One of Glasgow's most famous institutions, The Barras was founded by James and Margaret McIver in the interwar years. Several of the smaller 1921-era market halls still bear the McIver name, although the main Barrowland Ballroom building was rebuilt after a fire in 1958, reopening in 1960. The ballroom has become a world famous musical venue (see main article). There was a 'barra's queen.'
The original building opened in 1934 in a mercantile area east of Glasgow's city centre. The Barrowland building includes large street-level halls used for the weekend markets, with a sizeable weatherproof dance hall above.
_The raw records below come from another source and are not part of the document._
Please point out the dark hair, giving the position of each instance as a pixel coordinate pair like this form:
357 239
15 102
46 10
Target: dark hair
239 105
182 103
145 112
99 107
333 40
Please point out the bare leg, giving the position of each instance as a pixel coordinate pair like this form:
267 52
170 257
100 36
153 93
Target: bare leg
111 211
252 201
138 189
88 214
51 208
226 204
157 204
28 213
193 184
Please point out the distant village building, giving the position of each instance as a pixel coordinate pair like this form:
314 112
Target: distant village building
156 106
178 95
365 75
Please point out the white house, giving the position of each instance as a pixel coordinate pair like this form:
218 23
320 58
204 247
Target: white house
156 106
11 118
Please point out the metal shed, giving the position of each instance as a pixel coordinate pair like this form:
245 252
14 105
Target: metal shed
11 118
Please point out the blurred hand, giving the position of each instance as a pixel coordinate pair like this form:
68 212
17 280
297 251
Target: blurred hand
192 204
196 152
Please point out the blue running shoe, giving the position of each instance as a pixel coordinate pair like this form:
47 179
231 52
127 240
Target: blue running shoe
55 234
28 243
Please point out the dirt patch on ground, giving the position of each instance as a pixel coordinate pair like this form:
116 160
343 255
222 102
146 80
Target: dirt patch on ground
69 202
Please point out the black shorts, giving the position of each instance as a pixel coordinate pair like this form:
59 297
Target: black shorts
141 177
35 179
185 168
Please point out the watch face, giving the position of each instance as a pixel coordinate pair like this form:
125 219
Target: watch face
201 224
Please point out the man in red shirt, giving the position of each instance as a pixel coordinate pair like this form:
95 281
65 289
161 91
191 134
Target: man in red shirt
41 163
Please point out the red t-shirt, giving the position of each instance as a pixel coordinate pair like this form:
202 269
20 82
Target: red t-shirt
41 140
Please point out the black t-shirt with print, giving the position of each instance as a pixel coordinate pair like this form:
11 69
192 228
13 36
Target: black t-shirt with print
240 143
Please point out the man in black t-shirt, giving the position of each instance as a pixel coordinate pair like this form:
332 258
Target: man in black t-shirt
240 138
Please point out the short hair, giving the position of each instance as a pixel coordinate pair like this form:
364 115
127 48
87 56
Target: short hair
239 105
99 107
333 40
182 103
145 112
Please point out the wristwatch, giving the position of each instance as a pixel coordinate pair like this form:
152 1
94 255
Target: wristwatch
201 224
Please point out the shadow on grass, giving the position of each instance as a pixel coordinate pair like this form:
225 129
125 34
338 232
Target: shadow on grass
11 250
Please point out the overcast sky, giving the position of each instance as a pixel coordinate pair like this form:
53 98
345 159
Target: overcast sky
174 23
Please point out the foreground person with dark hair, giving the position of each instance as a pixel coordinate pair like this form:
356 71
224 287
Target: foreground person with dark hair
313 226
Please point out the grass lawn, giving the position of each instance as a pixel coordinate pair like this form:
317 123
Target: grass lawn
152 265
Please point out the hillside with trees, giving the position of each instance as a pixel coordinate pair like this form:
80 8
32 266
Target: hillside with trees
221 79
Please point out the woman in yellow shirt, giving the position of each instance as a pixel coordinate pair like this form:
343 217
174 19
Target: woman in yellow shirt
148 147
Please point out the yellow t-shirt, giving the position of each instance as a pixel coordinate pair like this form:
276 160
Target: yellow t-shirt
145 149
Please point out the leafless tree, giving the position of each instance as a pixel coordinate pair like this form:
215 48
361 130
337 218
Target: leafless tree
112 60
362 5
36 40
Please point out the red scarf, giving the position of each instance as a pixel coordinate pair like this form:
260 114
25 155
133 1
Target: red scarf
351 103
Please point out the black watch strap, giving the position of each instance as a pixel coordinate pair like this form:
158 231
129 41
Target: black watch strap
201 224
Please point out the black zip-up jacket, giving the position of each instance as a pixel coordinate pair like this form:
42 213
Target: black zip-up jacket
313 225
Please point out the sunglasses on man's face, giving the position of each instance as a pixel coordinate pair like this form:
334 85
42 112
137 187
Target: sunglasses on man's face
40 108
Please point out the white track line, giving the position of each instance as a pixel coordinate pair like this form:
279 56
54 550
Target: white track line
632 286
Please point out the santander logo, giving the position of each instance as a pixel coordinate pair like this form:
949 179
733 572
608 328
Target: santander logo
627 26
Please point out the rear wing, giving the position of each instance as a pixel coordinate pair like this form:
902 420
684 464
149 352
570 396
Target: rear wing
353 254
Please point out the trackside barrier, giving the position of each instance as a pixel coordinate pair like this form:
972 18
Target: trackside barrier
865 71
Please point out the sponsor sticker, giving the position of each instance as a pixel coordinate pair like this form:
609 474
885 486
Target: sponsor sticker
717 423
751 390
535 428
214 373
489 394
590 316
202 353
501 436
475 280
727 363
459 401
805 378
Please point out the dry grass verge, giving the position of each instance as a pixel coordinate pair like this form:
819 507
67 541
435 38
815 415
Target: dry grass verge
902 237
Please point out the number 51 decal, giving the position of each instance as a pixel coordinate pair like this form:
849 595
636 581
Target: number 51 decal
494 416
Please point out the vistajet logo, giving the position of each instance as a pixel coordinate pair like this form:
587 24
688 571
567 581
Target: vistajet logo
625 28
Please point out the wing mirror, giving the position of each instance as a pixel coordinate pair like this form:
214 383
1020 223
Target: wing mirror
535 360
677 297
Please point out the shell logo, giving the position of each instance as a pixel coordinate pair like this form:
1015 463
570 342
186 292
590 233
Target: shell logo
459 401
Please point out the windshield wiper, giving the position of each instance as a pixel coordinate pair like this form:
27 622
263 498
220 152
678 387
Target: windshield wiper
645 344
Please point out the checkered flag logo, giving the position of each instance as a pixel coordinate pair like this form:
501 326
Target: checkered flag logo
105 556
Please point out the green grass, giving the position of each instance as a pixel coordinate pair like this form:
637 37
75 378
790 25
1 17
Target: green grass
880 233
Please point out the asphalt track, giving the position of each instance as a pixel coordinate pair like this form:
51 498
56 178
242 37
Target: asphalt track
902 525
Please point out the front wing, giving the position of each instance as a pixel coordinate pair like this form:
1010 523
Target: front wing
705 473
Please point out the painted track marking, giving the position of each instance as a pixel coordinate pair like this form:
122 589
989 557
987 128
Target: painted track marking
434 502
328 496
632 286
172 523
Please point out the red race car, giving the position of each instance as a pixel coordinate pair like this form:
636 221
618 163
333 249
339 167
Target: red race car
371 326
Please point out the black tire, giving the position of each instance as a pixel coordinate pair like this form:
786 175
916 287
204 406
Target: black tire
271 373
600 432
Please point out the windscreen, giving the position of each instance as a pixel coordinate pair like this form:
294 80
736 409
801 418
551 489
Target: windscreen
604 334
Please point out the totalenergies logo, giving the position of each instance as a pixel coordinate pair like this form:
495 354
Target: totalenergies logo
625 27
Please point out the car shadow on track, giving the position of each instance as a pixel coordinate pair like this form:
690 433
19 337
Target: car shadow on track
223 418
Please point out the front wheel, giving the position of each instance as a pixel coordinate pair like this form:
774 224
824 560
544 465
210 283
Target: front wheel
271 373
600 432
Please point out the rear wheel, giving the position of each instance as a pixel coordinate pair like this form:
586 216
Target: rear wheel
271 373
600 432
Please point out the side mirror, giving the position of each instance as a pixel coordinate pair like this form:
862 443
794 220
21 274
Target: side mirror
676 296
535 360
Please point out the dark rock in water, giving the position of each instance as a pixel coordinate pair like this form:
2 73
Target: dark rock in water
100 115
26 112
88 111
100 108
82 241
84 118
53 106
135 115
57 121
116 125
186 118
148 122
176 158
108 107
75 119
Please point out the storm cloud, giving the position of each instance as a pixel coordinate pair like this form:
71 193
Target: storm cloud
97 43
The front of the building is decorated with a distinctive animated neon sign.
Because of its location on Gallowgate - the main thoroughfare from the city centre to Parkhead and Celtic Park, Barrowlands is also notable for its large concentration of public houses and shops devoted to fans of Celtic Football Club. Baird's Bar is one of the best known Celtic-oriented pubs, literally next door to the Barrowland Ballroom building. Glasgow Antiques and Collectable Market, the Cartwheel and the Square Yard can all be found next to the Squirrel Bar.
There are a large number of indoor covered markets, and many stalls in the street markets as well. Wares range from, for example fresh fruit and veg, boots and kilts to antiques and collectables. Also nearby is St. Alphonsus RC Church - also known as the Church at the Barras.